What happens if working capital adjustments are determined through the dispute process to be invalid adjustments, and the dispute resolver (e.g., independent accounting firm, mediator or arbitrator) rules in favor of the selling shareholders? Should the buyer be able to revisit the issue as a breach of a representation or warranty?
A buyer may argue that a “second bite at the apple” is allowable because there could be claims knocked out of the working capital calculation that still constitute a breach of a representation or warranty. For instance, an independent accountant may have determined that a liability should not be included in working capital because it is a long-term liability rather than a short-term liability. It could, however, still be a breach of a representation if it is a liability that was not properly disclosed.
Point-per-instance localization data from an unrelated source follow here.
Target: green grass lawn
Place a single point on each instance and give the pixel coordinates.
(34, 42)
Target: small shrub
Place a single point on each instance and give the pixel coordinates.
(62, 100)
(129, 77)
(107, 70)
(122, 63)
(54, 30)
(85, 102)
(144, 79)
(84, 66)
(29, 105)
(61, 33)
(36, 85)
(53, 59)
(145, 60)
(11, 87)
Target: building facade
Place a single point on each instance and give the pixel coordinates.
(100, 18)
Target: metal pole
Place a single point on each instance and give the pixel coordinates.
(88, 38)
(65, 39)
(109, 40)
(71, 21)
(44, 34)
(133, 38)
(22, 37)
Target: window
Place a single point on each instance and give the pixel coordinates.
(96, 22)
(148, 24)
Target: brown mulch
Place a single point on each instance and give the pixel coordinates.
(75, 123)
In this case, the accountant’s determination should not preclude the buyer from bringing an indemnification claim.
On the other hand, if it is determined in the working capital dispute process that the buyer’s position is factually invalid, the buyer might nevertheless bring, or threaten to bring, the same issue as an indemnification claim. This is basically a way to get a free appeal on the accountant’s ruling. It is very difficult for the shareholders to do the same thing when they lose on a working capital issue, because there typically is no second venue to have the issue reviewed again under the merger agreement.
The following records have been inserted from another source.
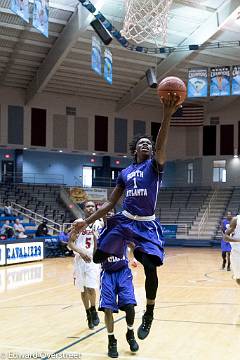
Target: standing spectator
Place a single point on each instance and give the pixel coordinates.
(63, 238)
(226, 246)
(42, 229)
(19, 229)
(7, 230)
(8, 210)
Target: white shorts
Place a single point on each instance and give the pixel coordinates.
(235, 260)
(86, 274)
In order to address this issue in merger agreements with working capital adjustments, consider adding language such as this:
In the event that Buyer believes there are any facts or circumstances that are the basis for any adjustments to the [Preliminary Working Capital Statement] delivered by the Company at Closing, Buyer shall be permitted to pursue a remedy based on such facts or circumstances either as an adjustment to the Preliminary Working Capital Statement (“Adjustment”) or as an indemnification claim, but not both, other than as set forth below. Nothing in the preceding sentence shall prevent Buyer from bringing an indemnification claim based on the same facts and circumstances as a proposed Adjustment if a final, independent determination is made that (i) the proposed Adjustment is not proper based solely on the long-term or short-term nature of the applicable asset or liability, (ii) the proposed Adjustment is not being considered in connection with Working Capital because it is determined to be a legal issue rather than an accounting issue or (iii) [ ].
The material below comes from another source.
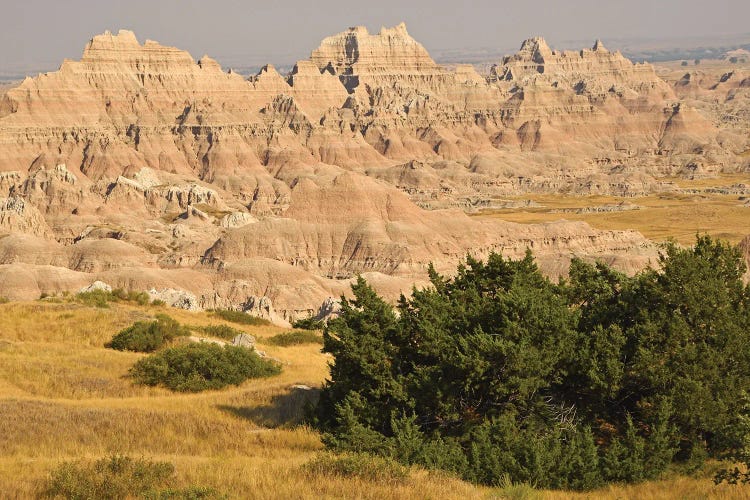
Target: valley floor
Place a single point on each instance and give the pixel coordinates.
(697, 207)
(63, 396)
Alternatively, a seller may negotiate for language that provides for an election of remedies by the buyer, so that if a working capital adjustment is sought, there is no indemnification available for the facts underlying the notice of purchase price adjustment.
Counsel especially familiar with accounting issues should help define the circumstances in which a claim may be denied under the working capital provisions, but might be properly indemnifiable. While many auditors are not familiar with these issues, accounting firms often have specialized technical groups to handle such problems. When drafting a provision along these lines, SRS Acquiom suggests seeking specialized level of expertise, which is normally beyond a discussion with the individual who handles the company’s audits.